Селитос сделал глубокий вдох.
– Моим глазом был я предан. Никогда больше… – Он поднял камень и направил острие себе в глаз. Его крик эхом заметался среди скал, когда он упал на колени, выдохнув: – Пусть никогда больше я не буду так слеп.
Наступила великая тишина, и оковы заклинания спали с Селитоса.
Он бросил камень к ногам Ланре и сказал:
– Силой собственной крови заклинаю тебя. Твоим именем да будь ты проклят.
Селитос произнес могучее имя, лежавшее в сердце Ланре, и от звука его солнце померкло и ветер покатил камни по склону.
И еще сказал Селитос:
– Это мой приговор тебе. Пусть твое лицо всегда будет скрыто в тенях, черных, как упавшие башни моего возлюбленного Мир Тариниэля.
Это мой приговор тебе. Твое собственное имя обернется против тебя, и не будет тебе мира.
Это мой приговор тебе и тем, кто пойдет за тобой. Да будет так, пока мир не закончится и Алеу не падет с неба безымянным.
И вокруг Ланре стала сгущаться тьма. Скоро уже не видно было его красивого лица, только размытые очертания рта, носа и глаз. Все остальное стало тенью, черной и цельной.

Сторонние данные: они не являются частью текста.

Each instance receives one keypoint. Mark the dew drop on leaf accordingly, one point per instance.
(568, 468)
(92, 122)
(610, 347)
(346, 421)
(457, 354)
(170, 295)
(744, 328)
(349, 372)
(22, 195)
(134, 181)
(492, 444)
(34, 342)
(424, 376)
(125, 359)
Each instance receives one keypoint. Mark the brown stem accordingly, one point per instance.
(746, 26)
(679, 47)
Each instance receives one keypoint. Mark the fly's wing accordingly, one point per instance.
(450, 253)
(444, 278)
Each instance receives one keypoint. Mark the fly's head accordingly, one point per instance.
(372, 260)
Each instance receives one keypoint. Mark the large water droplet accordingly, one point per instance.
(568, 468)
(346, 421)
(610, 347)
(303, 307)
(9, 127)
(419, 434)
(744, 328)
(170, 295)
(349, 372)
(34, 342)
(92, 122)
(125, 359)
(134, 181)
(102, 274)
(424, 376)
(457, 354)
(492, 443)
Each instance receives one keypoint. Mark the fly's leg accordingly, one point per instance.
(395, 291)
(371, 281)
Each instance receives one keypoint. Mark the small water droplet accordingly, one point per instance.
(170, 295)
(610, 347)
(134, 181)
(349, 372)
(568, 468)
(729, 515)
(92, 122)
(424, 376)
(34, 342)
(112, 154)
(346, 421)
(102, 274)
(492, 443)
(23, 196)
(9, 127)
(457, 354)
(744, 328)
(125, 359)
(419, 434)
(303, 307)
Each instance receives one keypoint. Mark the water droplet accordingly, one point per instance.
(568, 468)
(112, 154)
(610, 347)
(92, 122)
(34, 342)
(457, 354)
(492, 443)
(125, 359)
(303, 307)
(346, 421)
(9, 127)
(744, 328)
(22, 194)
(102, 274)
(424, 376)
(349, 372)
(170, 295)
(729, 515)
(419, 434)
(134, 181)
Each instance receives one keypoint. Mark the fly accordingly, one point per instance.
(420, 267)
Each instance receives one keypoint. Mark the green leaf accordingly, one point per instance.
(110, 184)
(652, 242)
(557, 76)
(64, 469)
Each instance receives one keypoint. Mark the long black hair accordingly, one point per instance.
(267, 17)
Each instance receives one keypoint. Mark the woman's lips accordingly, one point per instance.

Потом Селитос встал и сказал:
– Один раз ты коварством победил меня, но больше этого не будет. Теперь я вижу яснее, чем прежде, и сила моя со мной. Я не могу убить тебя, но я могу изгнать тебя с этого места. Изыди! Твой вид тем ужаснее, чем лучше знаешь, что когда-то ты был прекрасен.
Он говорил, и слова обжигали горечью его рот. И будто дым на ветру, унесло прочь Ланре, окутанного тенями более темными, чем беззвездная ночь.
Тогда Селитос склонил голову, и его жаркие кровавые слезы пали на землю.
Пока Скарпи не перестал говорить, я и не замечал, насколько погрузился в историю. Он откинул голову назад и допил из широкой глиняной кружки последние капли вина. Потом перевернул ее и с печальным завершающим стуком поставил на стойку.
Поднялась шумиха из вопросов, объяснений, просьб и благодарностей от детей, в течение всего рассказа сидевших неподвижно, словно камни. Скарпи сделал небольшой жест бармену, и тот поставил перед ним кружку с пивом, а дети устремились на улицу.
Я подождал, пока уйдет последний, и подошел к Скарпи. Он уставился на меня своими алмазно-голубыми глазами, и я замялся.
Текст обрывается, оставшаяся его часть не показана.